On sait que le ministre israélien des Affaires étrangères israélien, Avigdor Lieberman, est aussi diplomate dans la gestion de la politique extérieure de son pays qu’un videur de boite de nuit vis-à-vis des clients dont les têtes ne lui reviennent pas. Mais traiter l’ambassadeur turc à Tel Aviv d’une manière si humiliante pour une histoire de série télévisée qui ne plaît pas aux Israéliens, cela dépasse l’entendement.
Cette histoire ridicule a commencé avec la diffusion d’un film par la télévision turque, où l’on voit des hommes habillés en agent du Shin Beth israélien kidnapper des bébés. L’ambassadeur turc, Ahmet Oguz Celikkol, est aussitôt convoqué. Il ne sera même pas reçu au ministère des affaires étrangères, mais au bureau de Danny Ayalon, l’adjoint de Lieberman, situé à la Knesset. Les cameramen des chaînes israéliennes 2 et 10 étaient là. Ayalon leur a donné en hébreu l’ordre de ne pas faire démarrer leurs caméras avant que tout ne soit en place, c'est-à-dire que l’ambassadeur soit assis sur « une chaise basse » faisant face à « trois chaises hautes » réservées à Ayalon et à deux de ses collaborateurs, et qu’il n’y’ait que le drapeau israélien sur la table.
Et de fait, cette scène étrange qui a fait l’ouverture des journaux télévisés israéliens du soir, montrait l’ambassadeur turc sourire très inconfortablement sur sa petite chaise, faisant face à trois Israéliens la mine très sombre qui, du haut de leurs grandes chaises, dominaient nettement leur interlocuteur.

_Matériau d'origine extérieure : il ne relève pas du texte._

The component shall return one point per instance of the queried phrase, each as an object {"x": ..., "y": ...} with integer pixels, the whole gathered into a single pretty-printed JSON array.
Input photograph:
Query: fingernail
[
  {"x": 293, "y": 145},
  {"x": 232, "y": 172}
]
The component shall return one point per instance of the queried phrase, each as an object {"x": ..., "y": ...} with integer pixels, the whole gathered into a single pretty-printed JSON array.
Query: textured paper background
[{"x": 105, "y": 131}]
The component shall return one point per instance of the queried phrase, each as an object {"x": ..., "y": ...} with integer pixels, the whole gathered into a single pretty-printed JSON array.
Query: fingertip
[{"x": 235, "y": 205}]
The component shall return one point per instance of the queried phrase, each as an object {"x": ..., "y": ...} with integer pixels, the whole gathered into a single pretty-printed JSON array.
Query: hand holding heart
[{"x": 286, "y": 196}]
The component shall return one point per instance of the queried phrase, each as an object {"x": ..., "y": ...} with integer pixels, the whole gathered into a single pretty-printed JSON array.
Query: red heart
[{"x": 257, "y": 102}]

Selon les médias israéliens, cette mise en scène destinée à humilier publiquement la Turquie a été ordonnée par Lieberman en personne dans le but de « défendre l’honneur d’Israël ». On sait que Lieberman, depuis qu’il est à la tête de la diplomatie israélienne, n’a pas produit une seule idée qui s’approche du bon sens, n’a pas pris une seule initiative qui ne soit pas accueillie avec mépris de la part de la communauté internationale. On découvre maintenant que même pour les idées les plus débiles, il a recours au plagiat. Car, il est clair que ce qui a été fait avec l’ambassadeur turc n’a rien d’original. Le ministre israélien des affaires étrangères a volé l’idée dans le film de Charles Chaplin « Le dictateur », et plus précisément, dans la scène où Hiter, assis sur une chaise immense, dominait Mussolini, assis sur une chaise minuscule. Lieberman mimant une caricature d’Hitler pour « défendre l’honneur » de son pays, voilà jusqu’où est tombée la diplomatie israélienne.

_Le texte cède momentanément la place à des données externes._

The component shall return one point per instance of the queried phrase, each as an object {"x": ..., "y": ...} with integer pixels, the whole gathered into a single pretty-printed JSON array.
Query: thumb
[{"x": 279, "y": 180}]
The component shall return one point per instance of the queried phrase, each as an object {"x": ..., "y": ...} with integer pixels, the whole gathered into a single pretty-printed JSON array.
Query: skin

Cela dit, examinons maintenant d’un peu plus près cette histoire de l’honneur d’Israël. A part Lieberman et ses amis, nul ne peut sérieusement soutenir l’idée que l’honneur d’Israël a été gravement atteint par une simple fiction diffusée par la télévision turque. C’est un fait que l’honneur d’Israël est gravement atteint et il est normal que les Israéliens s’en émeuvent, et il est normal aussi qu’ils cherchent à le défendre. Toute la question est de savoir qui a ruiné cet honneur et contre qui les accusations israéliennes doivent s’orienter.
A en croire Lieberman, l’honneur d’Israël était intact et volait très haut avant qu’il ne soit écorné par la fiction turque, « La vallée des loups ». La vérité est que l’honneur d’Israël était déjà gravement atteint depuis des années non pas par des fictions étrangères, mais par les choix politiques désastreux des générations successives de politiciens israéliens.

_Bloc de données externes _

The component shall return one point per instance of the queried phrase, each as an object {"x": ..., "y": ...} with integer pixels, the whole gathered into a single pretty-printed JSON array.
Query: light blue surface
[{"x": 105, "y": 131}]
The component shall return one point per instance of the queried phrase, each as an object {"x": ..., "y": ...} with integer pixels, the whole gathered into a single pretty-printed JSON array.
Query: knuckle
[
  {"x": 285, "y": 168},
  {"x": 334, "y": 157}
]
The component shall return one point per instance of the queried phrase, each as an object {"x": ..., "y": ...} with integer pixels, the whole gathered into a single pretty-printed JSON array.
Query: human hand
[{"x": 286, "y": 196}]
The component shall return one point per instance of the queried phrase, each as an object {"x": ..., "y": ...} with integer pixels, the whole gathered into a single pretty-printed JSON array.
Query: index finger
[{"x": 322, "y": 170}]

L’honneur d’Israël souffre gravement depuis plus de 40 ans de l’occupation des terres palestiniennes. Il souffre de l’interminable construction de colonies sur des terres confisquées par la force à leurs propriétaires. Il souffre du mépris par lequel sont traitées plus de 100 résolutions du Conseil de sécurité. Il souffre des bombardiers lâchés par l’armée israélienne pour un oui ou pour un non contre les civils palestiniens et libanais. Il souffre des massacres perpétrés à Sabra et Chatila, à Jénine, à Qana, à Gaza et la liste est longue. Il souffre du blocus impitoyable imposé depuis un an à un million et demi de Palestiniens vivant dans la bande de Gaza, transformée par Israël en enfer. Il souffre de la réputation qu’a Israël aux yeux de l’opinion publique internationale qui considère ce pays comme le danger numéro un pour la paix mondiale…
La liste des catastrophes engendrées par les décisions des politiciens israéliens est si longue, qu’Israël traîne depuis des décennies une réputation en lambeaux, et que son honneur en a tellement souffert qu’il a fini par rendre l’âme. Par conséquent, on ne comprend pas trop de quoi parle Lieberman quand il affirme vouloir défendre l’honneur d’Israël.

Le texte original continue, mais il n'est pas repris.